A fresh, live lobster should curl its tail inwards when lifted, and a fresh, live crab’s legs should move continuously. Their shells should be hard, except for softshell blue crabs and new-shell lobsters. Live clams, mussels, oysters and scallops should have clean, unbroken, and moist shells that are tightly closed or close when tapped.

Shucked clams, mussels and oysters should be plump, with clear liquor free of shell particles or grit. Meats should have a clean ocean smell.

Fresh shrimp should be firm; the shell should be translucent and moist.

Look for frozen seafood that is frozen through and glossy. Avoid partially thawed fish and any fish with flesh bearing white or dark spots, ice crystals or freezer burn or dry, papery edges.

Q. Is fresh seafood better than frozen?

Not necessarily. Both fresh and frozen products can be of high or poor quality. Frozen seafood is often superior to its fresh counterpart when the product is harvested in a remote location and has spent several days getting to the store for sale. Frozen is often preferred for fish caught by boats that spend a week or two at sea, because frozen fish is of better quality than the fish caught early in the trip and stored in the hold until the boat returns to port.

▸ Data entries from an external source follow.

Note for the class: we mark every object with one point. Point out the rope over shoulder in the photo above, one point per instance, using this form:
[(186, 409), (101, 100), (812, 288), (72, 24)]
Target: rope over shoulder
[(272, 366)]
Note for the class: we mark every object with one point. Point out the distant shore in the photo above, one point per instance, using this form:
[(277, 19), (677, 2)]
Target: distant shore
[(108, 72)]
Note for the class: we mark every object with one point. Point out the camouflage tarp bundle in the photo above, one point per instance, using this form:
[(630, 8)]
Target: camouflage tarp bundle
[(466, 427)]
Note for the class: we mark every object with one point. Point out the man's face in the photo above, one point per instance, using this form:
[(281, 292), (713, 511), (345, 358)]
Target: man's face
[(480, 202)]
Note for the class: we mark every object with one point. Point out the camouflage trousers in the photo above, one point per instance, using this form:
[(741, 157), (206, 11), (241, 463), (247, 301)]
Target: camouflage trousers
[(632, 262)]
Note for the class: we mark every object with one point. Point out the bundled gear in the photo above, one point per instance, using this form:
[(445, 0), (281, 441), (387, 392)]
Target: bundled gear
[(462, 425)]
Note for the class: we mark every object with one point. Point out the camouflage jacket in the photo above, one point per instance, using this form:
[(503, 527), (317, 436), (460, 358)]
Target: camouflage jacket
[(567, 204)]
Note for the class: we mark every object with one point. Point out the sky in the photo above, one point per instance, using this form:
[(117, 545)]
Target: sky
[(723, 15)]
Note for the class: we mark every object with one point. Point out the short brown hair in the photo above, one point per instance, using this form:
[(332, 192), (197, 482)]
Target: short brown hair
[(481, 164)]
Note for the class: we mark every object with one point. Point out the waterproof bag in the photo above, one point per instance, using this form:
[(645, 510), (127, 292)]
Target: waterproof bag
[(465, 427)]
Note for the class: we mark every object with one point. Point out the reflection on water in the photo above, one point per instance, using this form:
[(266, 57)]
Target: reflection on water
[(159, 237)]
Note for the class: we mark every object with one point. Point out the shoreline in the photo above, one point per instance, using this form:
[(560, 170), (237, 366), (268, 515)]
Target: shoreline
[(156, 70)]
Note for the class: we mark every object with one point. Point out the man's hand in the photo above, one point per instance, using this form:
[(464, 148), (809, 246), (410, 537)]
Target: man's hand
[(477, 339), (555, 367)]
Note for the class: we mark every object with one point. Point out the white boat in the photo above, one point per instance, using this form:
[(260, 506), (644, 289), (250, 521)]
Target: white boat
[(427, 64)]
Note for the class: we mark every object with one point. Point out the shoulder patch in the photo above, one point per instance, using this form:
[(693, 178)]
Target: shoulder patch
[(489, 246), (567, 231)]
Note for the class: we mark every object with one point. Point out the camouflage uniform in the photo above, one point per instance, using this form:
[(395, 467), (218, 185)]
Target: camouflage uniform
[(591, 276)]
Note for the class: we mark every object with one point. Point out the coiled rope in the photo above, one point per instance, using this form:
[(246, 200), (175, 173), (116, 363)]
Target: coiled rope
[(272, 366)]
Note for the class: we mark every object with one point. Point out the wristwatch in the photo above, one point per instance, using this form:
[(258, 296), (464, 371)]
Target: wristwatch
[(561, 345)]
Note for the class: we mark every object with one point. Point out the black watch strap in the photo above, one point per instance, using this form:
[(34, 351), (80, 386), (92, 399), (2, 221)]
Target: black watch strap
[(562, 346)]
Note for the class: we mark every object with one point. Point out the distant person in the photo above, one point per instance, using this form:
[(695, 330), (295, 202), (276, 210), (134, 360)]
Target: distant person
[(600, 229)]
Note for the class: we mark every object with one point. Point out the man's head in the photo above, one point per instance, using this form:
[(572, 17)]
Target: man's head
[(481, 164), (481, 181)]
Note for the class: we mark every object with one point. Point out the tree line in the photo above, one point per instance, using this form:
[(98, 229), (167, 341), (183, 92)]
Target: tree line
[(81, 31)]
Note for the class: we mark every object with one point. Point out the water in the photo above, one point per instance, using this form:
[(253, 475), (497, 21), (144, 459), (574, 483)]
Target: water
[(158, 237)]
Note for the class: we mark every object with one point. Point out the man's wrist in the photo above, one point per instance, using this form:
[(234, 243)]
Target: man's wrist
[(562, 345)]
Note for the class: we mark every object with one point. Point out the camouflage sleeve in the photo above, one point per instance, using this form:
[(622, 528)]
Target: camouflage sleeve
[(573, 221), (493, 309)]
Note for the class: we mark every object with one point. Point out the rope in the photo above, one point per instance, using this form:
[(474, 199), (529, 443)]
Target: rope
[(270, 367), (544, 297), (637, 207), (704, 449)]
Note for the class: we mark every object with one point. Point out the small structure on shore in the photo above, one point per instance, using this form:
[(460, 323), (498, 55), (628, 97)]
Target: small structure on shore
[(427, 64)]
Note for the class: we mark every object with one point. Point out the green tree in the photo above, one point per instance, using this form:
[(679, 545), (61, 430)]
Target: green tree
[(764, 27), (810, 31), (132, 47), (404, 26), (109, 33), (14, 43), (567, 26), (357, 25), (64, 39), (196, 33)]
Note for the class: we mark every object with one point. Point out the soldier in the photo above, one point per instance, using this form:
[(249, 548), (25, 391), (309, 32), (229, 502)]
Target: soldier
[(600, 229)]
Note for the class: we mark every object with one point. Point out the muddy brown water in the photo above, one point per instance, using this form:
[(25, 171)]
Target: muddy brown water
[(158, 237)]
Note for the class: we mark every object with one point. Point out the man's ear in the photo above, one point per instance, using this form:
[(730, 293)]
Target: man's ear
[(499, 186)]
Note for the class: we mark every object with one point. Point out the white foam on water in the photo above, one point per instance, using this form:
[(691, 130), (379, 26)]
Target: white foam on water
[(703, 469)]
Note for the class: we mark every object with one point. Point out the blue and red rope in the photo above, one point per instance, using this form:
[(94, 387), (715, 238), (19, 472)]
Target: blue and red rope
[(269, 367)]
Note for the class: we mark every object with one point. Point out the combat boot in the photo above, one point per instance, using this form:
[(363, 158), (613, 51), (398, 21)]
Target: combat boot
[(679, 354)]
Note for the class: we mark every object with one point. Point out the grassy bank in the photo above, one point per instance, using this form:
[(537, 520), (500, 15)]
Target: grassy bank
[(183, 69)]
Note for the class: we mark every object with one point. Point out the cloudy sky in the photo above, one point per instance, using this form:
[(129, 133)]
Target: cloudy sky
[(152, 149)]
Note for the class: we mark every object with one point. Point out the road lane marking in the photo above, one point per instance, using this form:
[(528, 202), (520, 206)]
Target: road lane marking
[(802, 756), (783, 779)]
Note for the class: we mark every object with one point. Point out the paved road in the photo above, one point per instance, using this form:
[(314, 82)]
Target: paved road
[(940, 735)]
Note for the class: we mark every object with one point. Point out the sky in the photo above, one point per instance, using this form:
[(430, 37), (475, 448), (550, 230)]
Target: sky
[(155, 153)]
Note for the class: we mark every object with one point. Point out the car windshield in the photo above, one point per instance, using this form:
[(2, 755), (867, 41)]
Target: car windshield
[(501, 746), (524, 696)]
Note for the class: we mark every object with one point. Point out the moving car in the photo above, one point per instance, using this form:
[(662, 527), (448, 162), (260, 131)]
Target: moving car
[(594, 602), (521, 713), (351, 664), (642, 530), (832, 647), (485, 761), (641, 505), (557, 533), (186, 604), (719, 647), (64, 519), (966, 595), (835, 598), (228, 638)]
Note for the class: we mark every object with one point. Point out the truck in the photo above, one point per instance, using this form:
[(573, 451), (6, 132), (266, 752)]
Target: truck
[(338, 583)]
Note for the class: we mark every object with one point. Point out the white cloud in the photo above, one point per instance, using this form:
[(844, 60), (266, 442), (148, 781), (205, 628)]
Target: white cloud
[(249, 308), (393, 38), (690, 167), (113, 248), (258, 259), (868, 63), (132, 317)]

Q. What is the best-quality seafood — FAS, previously frozen or fresh?

The answer depends on so many variables and is better to train your eyes and nose to judge quality.

Product quality depends on the species, the distance it had to travel to the store, how soon after harvest it was frozen, and what temperature it has been kept at since harvest.

Ideally, fish that are going to be frozen should be processed into its final form and frozen as quickly as possible under sanitary food handling conditions to as low a temperature as possible.

The freezing and storage temperature should be a minimum of 0 degrees F and preferably stored at minus 20 to minus 30 degrees F.

Ideally, fresh products are handled properly from harvest throughout the distribution process and kept at 32 degrees F. The shelf life varies by species and handling. New England groundfish, for example, that is good quality and held at 32 degrees F should be fresh for 14 days.

Q. I want to buy my fish now and cook it in four days. Will it still be safe to eat if it’s stored in the refrigerator?

Four days is pushing it for refrigerated fish. Keep it for one to two days maximum from the day of purchase and store it as close to 32 degrees F as possible. Most home refrigerators operate at 40 degrees F, which will cause the product to deteriorate.

Q. What fish are highest in Omega-3 fatty acids?

Common fish that are high in Omega-3s include: Swordfish, Atlantic Salmon, Silver Perch, Western Blue Grouper, Black Oreo, Blue Mackerel, Spanish Mackerel, and Gemfish.

Shellfish generally aren’t as high in Omega-3s as the above fish, but the ones with the highest levels include Oysters, Mussels, Squids, and Blue Crabs. All fresh fish are nutritious, and many have a good source of omega-3 oils. Even if it is not as rich of omega-3 as those listed above, eating a wide range of different seafoods and other natural foods will ensure a balanced diet.